Not too long ago we had an incident within the fair walls of FineLine Graphics & Design. To be honest, it was nothing of import, but it did cause a bit of a stir in the office. Kate Humphrey, one of our Senior Project Managers, had a granola bar taken from her office. It was not the usual granola bar in an airtight wrapper. No, this was a granola square that was homemade with love and care. One wild theory after another was drafted by each of us, but how the granola square disappeared was simply a mystery.
Like everyone else, I tried to shed some light on the situation and in doing so I wrote an email to all detailing the marvelous and terrible story of the granola square’s demise.

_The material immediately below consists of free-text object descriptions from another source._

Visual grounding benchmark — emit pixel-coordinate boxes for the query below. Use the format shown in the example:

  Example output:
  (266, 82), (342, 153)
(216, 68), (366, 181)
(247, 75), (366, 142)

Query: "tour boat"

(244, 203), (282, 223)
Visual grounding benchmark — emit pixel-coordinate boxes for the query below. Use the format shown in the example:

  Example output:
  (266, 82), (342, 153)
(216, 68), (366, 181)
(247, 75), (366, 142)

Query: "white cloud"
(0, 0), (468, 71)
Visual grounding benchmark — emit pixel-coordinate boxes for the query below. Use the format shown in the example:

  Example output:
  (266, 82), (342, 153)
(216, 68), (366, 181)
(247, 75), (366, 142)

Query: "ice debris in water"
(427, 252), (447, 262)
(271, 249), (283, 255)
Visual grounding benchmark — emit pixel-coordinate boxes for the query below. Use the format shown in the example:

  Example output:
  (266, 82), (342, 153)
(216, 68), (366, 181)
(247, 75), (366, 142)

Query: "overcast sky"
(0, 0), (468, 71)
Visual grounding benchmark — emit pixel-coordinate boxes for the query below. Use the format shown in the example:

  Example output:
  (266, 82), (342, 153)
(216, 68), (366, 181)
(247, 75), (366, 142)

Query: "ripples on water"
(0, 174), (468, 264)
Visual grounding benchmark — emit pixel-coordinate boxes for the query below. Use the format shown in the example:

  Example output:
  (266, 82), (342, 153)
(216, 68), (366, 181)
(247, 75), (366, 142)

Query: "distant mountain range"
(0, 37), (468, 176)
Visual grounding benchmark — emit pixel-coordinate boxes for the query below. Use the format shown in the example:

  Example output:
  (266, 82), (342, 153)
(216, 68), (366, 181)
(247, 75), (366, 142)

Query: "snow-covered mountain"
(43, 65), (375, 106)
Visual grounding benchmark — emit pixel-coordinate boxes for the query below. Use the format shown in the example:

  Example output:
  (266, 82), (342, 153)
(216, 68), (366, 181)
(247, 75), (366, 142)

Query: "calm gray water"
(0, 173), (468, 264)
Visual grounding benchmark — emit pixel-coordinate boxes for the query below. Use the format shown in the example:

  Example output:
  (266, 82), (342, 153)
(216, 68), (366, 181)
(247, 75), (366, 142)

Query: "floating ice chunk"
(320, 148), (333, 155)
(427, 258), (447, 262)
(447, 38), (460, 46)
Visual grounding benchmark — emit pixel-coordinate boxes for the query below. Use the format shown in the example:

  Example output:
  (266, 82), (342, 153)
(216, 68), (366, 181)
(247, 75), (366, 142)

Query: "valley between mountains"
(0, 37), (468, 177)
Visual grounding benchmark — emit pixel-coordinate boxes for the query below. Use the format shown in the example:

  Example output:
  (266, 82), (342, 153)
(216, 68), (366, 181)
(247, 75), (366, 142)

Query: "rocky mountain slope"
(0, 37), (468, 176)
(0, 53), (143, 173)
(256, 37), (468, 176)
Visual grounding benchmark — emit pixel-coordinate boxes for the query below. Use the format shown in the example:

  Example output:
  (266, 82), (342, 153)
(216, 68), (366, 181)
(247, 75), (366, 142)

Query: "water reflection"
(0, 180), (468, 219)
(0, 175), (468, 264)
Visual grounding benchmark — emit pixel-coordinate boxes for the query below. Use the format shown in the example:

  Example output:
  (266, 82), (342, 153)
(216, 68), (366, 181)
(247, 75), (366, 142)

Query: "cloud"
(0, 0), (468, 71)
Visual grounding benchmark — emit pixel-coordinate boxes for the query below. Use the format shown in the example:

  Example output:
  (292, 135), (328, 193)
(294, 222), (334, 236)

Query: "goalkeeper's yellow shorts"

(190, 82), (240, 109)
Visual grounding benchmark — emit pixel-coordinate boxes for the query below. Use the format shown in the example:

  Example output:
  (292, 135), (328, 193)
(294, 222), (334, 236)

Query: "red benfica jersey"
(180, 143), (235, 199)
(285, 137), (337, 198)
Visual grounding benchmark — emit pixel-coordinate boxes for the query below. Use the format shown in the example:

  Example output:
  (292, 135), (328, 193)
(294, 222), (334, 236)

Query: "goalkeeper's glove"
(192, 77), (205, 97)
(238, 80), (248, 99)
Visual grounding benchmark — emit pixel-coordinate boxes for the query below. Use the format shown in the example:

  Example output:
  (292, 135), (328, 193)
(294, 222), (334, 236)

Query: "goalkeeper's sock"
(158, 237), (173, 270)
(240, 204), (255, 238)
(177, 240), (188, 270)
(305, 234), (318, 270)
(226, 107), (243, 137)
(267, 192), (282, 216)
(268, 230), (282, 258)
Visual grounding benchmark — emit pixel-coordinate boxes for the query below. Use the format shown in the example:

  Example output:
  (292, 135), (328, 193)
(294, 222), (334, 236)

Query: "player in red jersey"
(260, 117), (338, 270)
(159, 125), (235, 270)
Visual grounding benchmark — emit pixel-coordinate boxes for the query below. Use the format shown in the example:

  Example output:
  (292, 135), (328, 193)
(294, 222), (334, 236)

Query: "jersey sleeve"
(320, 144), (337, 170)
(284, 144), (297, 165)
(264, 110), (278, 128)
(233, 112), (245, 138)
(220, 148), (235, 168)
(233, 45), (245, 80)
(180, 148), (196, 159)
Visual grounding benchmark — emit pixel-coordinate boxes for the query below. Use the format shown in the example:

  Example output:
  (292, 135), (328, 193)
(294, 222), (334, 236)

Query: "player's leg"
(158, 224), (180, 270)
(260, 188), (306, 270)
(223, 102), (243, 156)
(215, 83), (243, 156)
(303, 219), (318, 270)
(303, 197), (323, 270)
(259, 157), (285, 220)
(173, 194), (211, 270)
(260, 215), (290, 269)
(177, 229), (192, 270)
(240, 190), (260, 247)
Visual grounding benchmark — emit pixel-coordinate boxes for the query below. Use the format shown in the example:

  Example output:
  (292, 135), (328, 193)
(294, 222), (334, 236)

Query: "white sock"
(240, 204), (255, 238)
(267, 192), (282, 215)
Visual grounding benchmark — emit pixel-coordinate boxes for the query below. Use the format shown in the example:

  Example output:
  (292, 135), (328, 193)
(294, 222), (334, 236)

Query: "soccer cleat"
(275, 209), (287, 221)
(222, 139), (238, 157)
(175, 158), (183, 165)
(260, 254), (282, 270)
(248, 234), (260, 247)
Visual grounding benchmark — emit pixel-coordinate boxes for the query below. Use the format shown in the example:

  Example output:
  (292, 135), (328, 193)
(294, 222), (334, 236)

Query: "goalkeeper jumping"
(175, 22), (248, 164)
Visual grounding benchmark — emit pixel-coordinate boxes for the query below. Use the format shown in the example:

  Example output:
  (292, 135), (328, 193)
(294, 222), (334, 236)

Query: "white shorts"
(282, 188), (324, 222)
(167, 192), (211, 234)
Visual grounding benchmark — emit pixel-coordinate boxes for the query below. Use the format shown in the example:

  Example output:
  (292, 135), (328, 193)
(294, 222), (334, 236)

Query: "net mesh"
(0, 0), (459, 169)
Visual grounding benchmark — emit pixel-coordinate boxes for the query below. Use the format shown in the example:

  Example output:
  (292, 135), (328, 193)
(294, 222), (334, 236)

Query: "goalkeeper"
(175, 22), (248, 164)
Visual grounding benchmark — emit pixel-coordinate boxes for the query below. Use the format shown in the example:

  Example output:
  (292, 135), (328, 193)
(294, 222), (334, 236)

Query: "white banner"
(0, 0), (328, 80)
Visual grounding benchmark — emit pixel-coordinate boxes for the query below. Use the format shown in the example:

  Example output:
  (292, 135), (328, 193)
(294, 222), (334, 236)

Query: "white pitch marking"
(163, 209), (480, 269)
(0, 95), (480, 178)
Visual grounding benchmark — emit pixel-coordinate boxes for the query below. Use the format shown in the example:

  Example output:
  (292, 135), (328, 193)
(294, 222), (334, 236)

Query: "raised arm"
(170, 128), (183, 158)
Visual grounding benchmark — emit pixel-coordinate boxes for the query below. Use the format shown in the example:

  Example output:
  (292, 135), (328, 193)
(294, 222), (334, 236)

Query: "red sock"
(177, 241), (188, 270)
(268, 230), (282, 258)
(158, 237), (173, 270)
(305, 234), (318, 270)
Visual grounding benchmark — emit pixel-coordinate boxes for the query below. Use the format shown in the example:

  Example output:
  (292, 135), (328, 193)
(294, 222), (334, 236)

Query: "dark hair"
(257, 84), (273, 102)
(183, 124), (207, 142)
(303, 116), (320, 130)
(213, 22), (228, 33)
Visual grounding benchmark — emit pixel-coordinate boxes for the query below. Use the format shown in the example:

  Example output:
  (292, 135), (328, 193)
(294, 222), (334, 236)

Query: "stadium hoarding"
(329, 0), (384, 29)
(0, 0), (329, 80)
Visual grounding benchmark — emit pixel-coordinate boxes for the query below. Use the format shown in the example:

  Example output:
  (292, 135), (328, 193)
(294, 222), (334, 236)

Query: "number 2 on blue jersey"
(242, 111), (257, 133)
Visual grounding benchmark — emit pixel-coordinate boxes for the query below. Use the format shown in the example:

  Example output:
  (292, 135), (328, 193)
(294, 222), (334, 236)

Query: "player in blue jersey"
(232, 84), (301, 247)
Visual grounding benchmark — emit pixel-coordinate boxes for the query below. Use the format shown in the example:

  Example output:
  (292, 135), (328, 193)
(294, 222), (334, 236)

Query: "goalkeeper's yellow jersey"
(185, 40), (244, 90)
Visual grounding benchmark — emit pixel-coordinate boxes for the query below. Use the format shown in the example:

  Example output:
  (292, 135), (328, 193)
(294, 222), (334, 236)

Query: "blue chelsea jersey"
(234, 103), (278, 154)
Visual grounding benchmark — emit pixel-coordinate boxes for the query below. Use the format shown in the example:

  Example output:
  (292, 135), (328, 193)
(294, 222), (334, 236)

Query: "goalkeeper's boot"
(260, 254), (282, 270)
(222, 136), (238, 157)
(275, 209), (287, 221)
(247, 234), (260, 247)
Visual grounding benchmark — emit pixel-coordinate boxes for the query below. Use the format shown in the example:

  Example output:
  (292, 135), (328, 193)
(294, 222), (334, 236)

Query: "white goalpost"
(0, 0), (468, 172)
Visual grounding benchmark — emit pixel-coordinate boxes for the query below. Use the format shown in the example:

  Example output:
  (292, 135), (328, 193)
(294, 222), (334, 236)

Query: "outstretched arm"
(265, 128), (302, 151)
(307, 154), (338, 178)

It has come to my attention that there is a family of Borrowers living within the walls of our fair building. The family consists of a mother (Marta), father (Paul), son (Jimmy) and daughter (Greta). I do believe they have a pet of some kind and I am inclined to say it is a lime green caterpillar. Due to the caterpillar’s plump size the family decided to name him Lump.
Over the past few years of working at FineLine I have been able to approach and befriend this family of Borrowers. We came up with a very small treaty, which was signed by all with very small signatures. The treaty stated that we, the FineLine residents, will dutifully try not to stamp, squash, or sit on any Borrower located with the FineLine walls. In addition, we would also alert the Borrowers to any appointments set with exterminators so they might adjourn to the trees surrounding the building while the bugs or pests were eradicated. In turn, the Borrowers agreed not to steal any property of ours. They may borrow things from time-to-time, but they would return whatever it was in a timely fashion.
Now to the heart of the matter. On April 9, 2014 at approximately 2:54 pm a delicious granola square was stolen, pilfered, pinched, filched from the corner of Kate’s shelf. She noticed it was missing the next morning, April 10, 2014, as she sat down at her desk, preparing to enjoy her morning coffee and anticipating the enjoyment with which she would savor the sweet taste of the granola square she had saved. Imagine her disdain as she found her coveted breakfast snack had gone missing. She sent out an email lamenting the loss of such a scrumptious cube of granola delight, demanding to know who the vile thief was. To her dismay and bewilderment, all FineLine employees, myself included, vehemently denied the accusation that we had gobbled up the tasty morsel.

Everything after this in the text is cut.